Journal of Virology ◽

10.1128/jvi.02060-16 ◽

2016 ◽

Vol 91 (4) ◽

Cited By ~ 7

Author(s):

Edukondalu Mullapudi ◽

Tibor Füzik ◽

Antonín Přidal ◽

Pavel Plevka

Keyword(s):

Electron Microscopy ◽

The United States ◽

Capsid Proteins ◽

Content Type ◽

Cryo Electron Microscopy ◽

The Family ◽

Electron Microscopy Analysis ◽

Colony Collapse ◽

Acute Bee Paralysis Virus ◽

Paralysis Virus

ABSTRACT Viruses of the family Dicistroviridae can cause substantial economic damage by infecting agriculturally important insects. Israeli acute bee paralysis virus (IAPV) causes honeybee colony collapse disorder in the United States. High-resolution molecular details of the genome delivery mechanism of dicistroviruses are unknown. Here we present a cryo-electron microscopy analysis of IAPV virions induced to release their genomes in vitro. We determined structures of full IAPV virions primed to release their genomes to a resolution of 3.3 Å and of empty capsids to a resolution of 3.9 Å. We show that IAPV does not form expanded A particles before genome release as in the case of related enteroviruses of the family Picornaviridae.
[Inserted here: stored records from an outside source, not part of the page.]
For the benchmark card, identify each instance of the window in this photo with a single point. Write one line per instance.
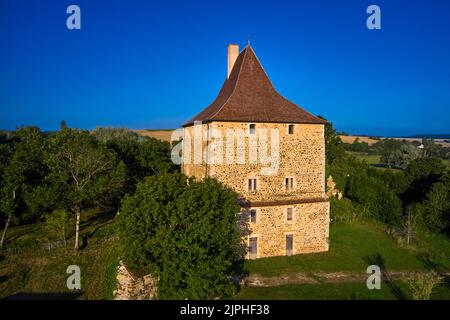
(289, 214)
(290, 129)
(289, 183)
(253, 216)
(252, 128)
(289, 244)
(252, 184)
(253, 248)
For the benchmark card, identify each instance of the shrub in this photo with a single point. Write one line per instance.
(422, 284)
(342, 210)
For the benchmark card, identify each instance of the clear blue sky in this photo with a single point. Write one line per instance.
(154, 64)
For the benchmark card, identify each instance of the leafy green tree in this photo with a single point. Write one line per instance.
(334, 149)
(434, 212)
(22, 173)
(82, 169)
(421, 174)
(58, 223)
(185, 233)
(111, 134)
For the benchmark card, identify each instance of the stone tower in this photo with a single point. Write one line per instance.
(271, 152)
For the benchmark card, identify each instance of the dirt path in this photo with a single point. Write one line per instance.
(320, 277)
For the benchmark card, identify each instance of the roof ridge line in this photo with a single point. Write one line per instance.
(239, 74)
(262, 67)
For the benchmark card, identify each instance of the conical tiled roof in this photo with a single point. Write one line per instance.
(249, 96)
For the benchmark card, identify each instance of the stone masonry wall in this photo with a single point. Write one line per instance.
(132, 287)
(301, 156)
(309, 227)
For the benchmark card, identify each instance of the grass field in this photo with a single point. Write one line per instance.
(341, 291)
(355, 246)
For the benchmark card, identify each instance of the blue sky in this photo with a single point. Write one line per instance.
(155, 64)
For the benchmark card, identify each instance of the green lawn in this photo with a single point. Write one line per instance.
(355, 246)
(44, 272)
(340, 291)
(372, 160)
(35, 272)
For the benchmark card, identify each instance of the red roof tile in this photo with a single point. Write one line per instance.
(249, 96)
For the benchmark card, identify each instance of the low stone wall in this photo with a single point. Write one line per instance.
(132, 287)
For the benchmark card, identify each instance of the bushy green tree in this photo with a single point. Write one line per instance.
(82, 169)
(434, 212)
(185, 233)
(23, 172)
(334, 149)
(421, 174)
(58, 223)
(110, 134)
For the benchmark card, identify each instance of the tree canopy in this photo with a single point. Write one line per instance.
(185, 233)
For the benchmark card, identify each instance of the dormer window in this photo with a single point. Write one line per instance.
(290, 129)
(252, 128)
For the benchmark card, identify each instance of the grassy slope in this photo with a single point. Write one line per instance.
(45, 272)
(341, 291)
(41, 272)
(352, 248)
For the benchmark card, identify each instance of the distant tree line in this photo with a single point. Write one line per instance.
(399, 153)
(417, 197)
(45, 175)
(183, 232)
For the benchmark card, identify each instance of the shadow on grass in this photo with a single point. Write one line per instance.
(3, 278)
(430, 261)
(45, 296)
(377, 259)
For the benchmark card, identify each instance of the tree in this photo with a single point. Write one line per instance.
(58, 222)
(81, 168)
(111, 134)
(23, 172)
(185, 233)
(421, 174)
(63, 124)
(334, 149)
(434, 212)
(421, 285)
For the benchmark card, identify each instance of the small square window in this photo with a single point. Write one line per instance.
(252, 128)
(253, 216)
(291, 129)
(289, 183)
(289, 214)
(252, 184)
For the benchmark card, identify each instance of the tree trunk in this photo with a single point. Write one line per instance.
(64, 237)
(4, 232)
(77, 229)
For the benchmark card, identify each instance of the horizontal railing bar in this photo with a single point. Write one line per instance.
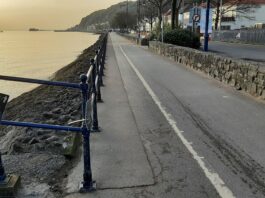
(89, 72)
(42, 82)
(96, 81)
(41, 126)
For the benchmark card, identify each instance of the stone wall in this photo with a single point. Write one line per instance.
(243, 75)
(253, 36)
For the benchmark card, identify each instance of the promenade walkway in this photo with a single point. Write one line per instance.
(137, 153)
(171, 132)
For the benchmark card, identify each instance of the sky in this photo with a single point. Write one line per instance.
(47, 14)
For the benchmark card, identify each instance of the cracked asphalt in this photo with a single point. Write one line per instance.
(138, 153)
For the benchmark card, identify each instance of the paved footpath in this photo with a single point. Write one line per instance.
(171, 132)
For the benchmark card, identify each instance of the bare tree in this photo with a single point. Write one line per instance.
(158, 4)
(176, 5)
(243, 8)
(149, 14)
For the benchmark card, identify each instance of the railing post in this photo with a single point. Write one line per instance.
(95, 127)
(88, 185)
(2, 171)
(98, 76)
(100, 65)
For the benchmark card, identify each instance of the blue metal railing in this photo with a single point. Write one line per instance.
(90, 90)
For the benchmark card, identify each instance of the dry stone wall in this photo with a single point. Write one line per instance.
(243, 75)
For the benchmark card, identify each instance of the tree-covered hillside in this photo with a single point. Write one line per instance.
(104, 16)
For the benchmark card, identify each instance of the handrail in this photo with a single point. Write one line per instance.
(90, 90)
(37, 81)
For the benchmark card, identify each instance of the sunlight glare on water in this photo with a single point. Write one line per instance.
(37, 55)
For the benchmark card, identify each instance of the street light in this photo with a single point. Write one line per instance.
(206, 35)
(139, 16)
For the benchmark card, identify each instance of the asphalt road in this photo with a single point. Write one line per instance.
(224, 128)
(241, 51)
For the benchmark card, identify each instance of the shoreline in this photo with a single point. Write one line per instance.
(37, 155)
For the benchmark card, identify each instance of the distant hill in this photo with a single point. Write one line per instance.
(104, 16)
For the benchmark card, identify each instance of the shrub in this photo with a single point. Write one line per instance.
(182, 37)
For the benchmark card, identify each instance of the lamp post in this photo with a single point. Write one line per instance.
(139, 18)
(206, 35)
(127, 15)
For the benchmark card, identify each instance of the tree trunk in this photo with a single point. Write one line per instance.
(217, 15)
(151, 23)
(159, 19)
(177, 18)
(173, 14)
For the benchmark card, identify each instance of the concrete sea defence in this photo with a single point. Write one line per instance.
(243, 75)
(41, 156)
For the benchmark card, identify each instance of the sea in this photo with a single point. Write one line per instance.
(37, 54)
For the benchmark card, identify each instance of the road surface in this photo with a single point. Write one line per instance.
(200, 138)
(241, 51)
(225, 127)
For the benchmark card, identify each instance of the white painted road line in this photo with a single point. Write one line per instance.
(213, 177)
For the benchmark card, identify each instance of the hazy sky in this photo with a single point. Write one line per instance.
(47, 14)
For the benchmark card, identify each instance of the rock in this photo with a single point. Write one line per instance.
(64, 118)
(33, 141)
(26, 140)
(52, 138)
(47, 115)
(57, 110)
(45, 137)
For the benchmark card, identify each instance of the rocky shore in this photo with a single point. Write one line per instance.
(39, 156)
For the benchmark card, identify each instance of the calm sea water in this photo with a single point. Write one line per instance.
(37, 55)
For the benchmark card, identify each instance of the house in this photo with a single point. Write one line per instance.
(233, 19)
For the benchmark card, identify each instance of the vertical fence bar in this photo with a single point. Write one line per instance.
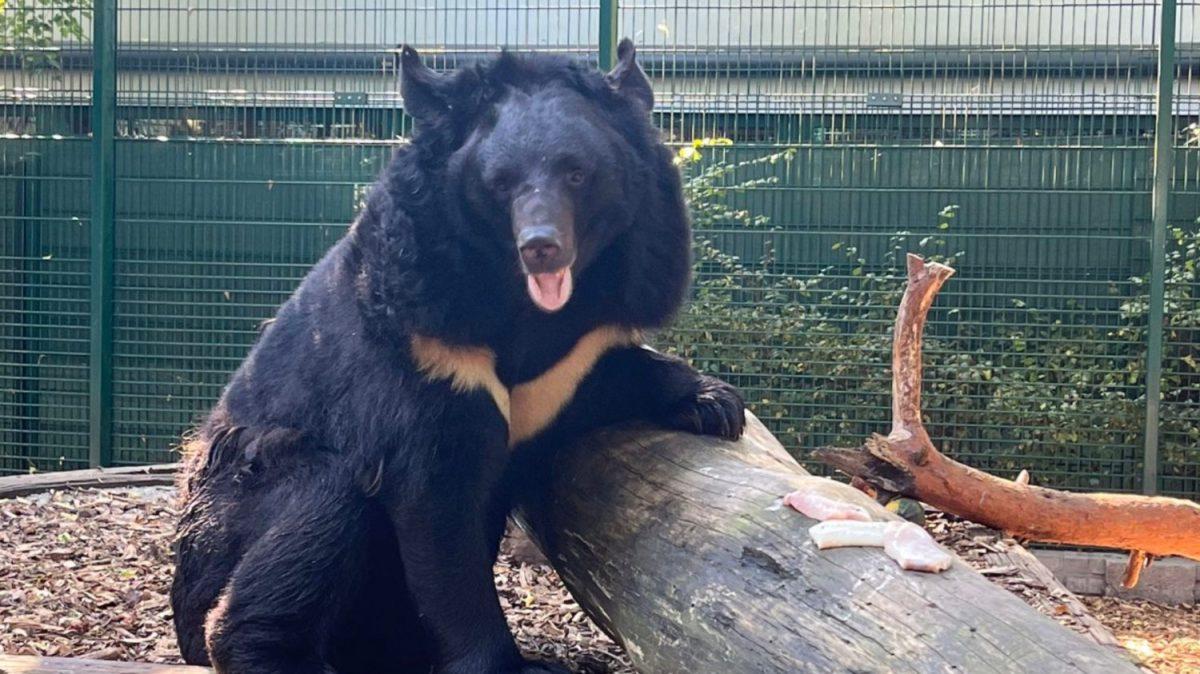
(103, 217)
(1164, 136)
(607, 34)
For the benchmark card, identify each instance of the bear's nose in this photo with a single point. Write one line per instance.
(540, 248)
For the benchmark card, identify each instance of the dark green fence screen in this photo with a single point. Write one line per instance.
(821, 142)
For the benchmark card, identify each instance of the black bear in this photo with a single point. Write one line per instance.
(345, 499)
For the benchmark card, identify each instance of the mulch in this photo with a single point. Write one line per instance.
(1164, 638)
(85, 573)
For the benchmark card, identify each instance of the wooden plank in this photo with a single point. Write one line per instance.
(37, 665)
(127, 476)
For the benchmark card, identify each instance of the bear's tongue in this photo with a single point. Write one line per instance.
(550, 290)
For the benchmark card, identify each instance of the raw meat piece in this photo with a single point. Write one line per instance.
(820, 506)
(845, 534)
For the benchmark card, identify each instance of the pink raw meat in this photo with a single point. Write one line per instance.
(819, 506)
(913, 548)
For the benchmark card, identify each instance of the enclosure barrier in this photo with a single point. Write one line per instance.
(169, 172)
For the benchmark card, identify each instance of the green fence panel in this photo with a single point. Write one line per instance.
(45, 217)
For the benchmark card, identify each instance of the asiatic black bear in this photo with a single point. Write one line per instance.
(343, 500)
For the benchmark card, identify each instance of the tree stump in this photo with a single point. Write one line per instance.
(679, 547)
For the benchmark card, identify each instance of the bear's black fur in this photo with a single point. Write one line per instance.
(345, 499)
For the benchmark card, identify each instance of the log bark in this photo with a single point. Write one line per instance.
(129, 476)
(907, 463)
(679, 547)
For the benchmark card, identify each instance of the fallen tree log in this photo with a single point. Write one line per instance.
(679, 547)
(906, 462)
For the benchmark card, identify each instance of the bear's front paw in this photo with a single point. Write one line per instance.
(714, 409)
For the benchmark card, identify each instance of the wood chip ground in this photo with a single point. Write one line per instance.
(84, 573)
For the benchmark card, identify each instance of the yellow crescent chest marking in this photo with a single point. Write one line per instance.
(537, 403)
(467, 368)
(531, 407)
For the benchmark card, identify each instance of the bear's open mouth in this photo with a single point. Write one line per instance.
(550, 290)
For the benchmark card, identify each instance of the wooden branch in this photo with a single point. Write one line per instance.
(907, 462)
(678, 546)
(127, 476)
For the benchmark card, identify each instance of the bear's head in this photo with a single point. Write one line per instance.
(558, 169)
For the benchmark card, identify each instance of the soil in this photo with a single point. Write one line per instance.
(85, 573)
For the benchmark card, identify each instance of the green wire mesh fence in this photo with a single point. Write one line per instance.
(821, 142)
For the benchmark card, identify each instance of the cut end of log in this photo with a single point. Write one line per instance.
(907, 462)
(1138, 561)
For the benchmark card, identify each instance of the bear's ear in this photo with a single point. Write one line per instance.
(628, 78)
(420, 86)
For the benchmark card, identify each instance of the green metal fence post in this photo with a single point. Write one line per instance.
(1164, 133)
(103, 216)
(607, 34)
The structural changes observed in the empty IAPV particles include detachment of the VP4 minor capsid proteins from the inner face of the capsid and partial loss of the structure of the N-terminal arms of the VP2 capsid proteins. Unlike the case for many picornaviruses, the empty particles of IAPV are not expanded relative to the native virions and do not contain pores in their capsids that might serve as channels for genome release. Therefore, rearrangement of a unique region of the capsid is probably required for IAPV genome release. IMPORTANCE Honeybee populations in Europe and North America are declining due to pressure from pathogens, including viruses. Israeli acute bee paralysis virus (IAPV), a member of the family Dicistroviridae, causes honeybee colony collapse disorder in the United States. The delivery of virus genomes into host cells is necessary for the initiation of infection. Here we present a structural cryo-electron microscopy analysis of IAPV particles induced to release their genomes. We show that genome release is not preceded by an expansion of IAPV virions as in the case of related picornaviruses that infect vertebrates. Furthermore, minor capsid proteins detach from the capsid upon genome release. The genome leaves behind empty particles that have compact protein shells.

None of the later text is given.